The utilities had asked the KCC to reconsider its rejection of the merger deal to give the companies time to rework it and possibly avoid what could be another 300 days of analysis, testimony and hearings on a new application.
The commission said no to that request, although its order did invite the companies to refile.
“The Commission encourages the parties to continue working together to revise the Transaction to address the Commission’s concerns related to purchase price, capital structure and other issues and welcomes the filing of a new application that can satisfy the merger standards and advance the public interest,” the commission order said.
Mark Ruelle, Westar Energy president and chief executive, said in a statement that if the companies do reach a new agreement, “we agree a new KCC application would be the best route.”

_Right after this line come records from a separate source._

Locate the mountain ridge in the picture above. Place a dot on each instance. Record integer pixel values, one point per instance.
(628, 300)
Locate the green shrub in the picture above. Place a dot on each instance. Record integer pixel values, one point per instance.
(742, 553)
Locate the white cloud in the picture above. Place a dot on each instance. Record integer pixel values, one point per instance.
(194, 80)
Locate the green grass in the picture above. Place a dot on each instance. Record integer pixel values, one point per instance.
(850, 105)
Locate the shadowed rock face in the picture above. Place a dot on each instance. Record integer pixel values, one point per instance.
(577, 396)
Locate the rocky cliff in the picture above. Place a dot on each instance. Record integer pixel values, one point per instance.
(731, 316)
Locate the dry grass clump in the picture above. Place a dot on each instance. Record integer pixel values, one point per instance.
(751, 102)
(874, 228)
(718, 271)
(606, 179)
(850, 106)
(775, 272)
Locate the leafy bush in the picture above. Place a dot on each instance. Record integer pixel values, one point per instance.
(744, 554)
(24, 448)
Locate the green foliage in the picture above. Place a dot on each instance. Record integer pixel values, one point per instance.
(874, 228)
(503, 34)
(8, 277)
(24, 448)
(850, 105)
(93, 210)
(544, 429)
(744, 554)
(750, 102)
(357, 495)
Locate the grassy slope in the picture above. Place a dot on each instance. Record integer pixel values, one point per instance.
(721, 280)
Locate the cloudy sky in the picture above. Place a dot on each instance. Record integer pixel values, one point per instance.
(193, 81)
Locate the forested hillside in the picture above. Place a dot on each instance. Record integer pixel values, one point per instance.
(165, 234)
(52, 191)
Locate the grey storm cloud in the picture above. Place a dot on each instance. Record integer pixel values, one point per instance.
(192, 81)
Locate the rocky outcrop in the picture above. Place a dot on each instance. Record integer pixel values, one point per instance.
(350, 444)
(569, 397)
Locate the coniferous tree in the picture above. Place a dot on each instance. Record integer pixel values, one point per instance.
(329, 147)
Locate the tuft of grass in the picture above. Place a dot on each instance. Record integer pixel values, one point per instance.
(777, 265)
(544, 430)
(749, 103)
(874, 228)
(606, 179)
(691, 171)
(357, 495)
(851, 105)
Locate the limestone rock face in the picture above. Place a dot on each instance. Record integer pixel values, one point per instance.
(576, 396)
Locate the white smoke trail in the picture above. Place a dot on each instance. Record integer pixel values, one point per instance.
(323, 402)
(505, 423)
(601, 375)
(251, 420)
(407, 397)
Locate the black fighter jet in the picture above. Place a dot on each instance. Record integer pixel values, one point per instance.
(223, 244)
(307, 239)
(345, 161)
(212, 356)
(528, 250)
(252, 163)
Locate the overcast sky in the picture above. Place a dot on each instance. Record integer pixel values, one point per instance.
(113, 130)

But he said the work on the earlier merger case “could shorten the new schedule to fewer than the 300 days allowable.”
The commission has strongly signaled it won’t approve a merger unless the companies can show it’s a better deal for customers than what they’d get from the two stand-alone utilities.
Had the merger been approved, it would have been among the largest business deals in state history, creating a mammoth power company with a $14 billion in rate base in Kansas and Missouri.
In rejecting the deal, the commission cited the purchase price, which would have brought a multibillion-dollar windfall for Westar stockholders.
Commissioners also expressed concerns that the merged company would be financially weak, potentially forcing rate increases or reductions in service.
Those concerns were shared by David Nickel, consumer counsel for the Citizens’ Utility Ratepayer Board, the state agency representing residential and small-business utility consumers.
He said CURB’s view is that a Westar-KCP&L merger would be a “nice fit” but that consumer interests have to be protected.
The way the original plan was structured, “any misstep by (Great Plains) would have been disastrous for the ratepayers,” he said.
At Tuesday’s meeting, none of the commissioners spoke before voting to reject the request for reconsideration.
KCC attorney Brian Fedotin told them that the request did not meet the legal requirement of asserting there was something unlawful or unreasonable about the decision to reject the merger.
“Instead, by its own admission, the joint applicants’ pleading merely seeks additional time to determine whether it would be possible for them to develop a new proposed transaction,” Fedotin said.
Great Plains and Westar could challenge the commission decision at the Kansas Court of Appeals. But McDonald said they aren’t planning to do that now.
The original deal had substantial support from elected officials, including Gov. Sam Brownback and Wichita Mayor Jeff Longwell.
Supporters said it would be better for Westar to merge with a neighboring utility rather than be acquired by a distant utility with no current ties to Kansas.
Although KCP&L is based in Kansas City, Mo., its customer base straddles the Missouri-Kansas border and it shares power plants with Westar.
But by KCC standards, any merger must benefit the rate-paying consumers, as well as the companies that propose it. To meet that, the deal that was originally proposed would need significant alteration, the commission order said.
“The Commission reiterates its belief that the Joint Applicants are responsible companies that serve their communities well as evidenced by the outpouring of support from community leaders and elected officials,” the order said. “However, to promote the public interest, a proposed transaction must satisfy the merger standards.”